The next step was to coat it with blue dye and mark it for milling.  I carefully mounted it in the vice properly aligned so I could mill it directly down the center line for the alignment slots that keep it from turning on the arbor under the milling forces.  This required some careful setup, but was a it easy milling operation.  I actually broke a endmill while milling this.  The slotting operation in steel makes for a much heavier chipload that could not effectively clear out of slot.  If you look closely at the picture above, you can see the very fine chips caused by the cutter cutting its own chips over and over instead of clearing them out of the slot.

I cut the slot a bit too deep and used the lathe to adjust the depth of the slot by facing off the excess material.  Next I turned it around and faced the other size to get the length exactly right.  That finished the first piece.

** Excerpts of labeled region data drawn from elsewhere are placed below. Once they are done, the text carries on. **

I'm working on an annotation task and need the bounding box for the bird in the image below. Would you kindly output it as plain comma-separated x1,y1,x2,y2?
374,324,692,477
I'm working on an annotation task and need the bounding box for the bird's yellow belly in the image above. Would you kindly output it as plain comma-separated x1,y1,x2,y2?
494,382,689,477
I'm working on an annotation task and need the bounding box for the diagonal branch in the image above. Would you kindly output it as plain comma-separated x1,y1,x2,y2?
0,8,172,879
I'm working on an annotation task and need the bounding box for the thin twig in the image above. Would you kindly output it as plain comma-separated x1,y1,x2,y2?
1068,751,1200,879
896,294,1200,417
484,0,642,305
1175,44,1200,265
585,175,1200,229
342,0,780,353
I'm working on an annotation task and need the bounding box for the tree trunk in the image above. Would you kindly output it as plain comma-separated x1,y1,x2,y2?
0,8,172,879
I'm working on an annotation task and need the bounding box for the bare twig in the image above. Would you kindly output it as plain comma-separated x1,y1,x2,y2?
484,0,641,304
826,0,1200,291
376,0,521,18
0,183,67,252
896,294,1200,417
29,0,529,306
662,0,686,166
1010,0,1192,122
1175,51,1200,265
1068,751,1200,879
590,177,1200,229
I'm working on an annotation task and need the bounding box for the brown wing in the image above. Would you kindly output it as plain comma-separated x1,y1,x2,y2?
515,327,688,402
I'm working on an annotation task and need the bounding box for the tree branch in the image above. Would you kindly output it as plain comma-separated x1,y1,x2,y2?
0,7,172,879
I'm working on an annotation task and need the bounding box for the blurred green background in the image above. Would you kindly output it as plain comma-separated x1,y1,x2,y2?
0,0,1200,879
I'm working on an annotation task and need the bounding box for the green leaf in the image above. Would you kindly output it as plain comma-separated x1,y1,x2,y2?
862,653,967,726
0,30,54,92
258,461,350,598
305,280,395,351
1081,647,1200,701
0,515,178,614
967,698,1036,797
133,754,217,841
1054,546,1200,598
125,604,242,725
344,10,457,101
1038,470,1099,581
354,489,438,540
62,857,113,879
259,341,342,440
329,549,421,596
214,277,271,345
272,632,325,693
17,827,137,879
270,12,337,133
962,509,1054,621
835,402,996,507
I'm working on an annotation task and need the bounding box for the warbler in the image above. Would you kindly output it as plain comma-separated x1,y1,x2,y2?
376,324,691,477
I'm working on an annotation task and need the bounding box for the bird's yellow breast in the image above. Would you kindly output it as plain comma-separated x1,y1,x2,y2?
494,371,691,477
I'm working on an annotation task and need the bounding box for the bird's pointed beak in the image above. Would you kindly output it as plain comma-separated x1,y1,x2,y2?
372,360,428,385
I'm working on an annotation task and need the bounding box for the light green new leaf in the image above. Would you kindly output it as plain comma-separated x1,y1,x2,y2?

The second piece was done entirely on the lathe.  First I mounted a small piece of the same 1-5/8" rod in the three jaw chuck and faced one side flat and square.   I drilled a clearance hole for a 3/8" drill.  Again with the same facing tool, I faced out a notch so the part fit perfectly into the top of the bushing.



Next I flipped the piece around and used a different tool to face out an indentation starting at the center hole to fit perfectly over the top of the arbor.

The two pieces fit together in two different ways depending on the width of the slitting or slotting saw used.  If a thin slitting saw such as the one in the picture below is used, the concave side is used so the saw is held tightly on the arbor.  If a thicker saw is used, the convex side is used to give support of the top on the bottom from the arbor, and on top from the machined piece.

The whole part goes together as shown below.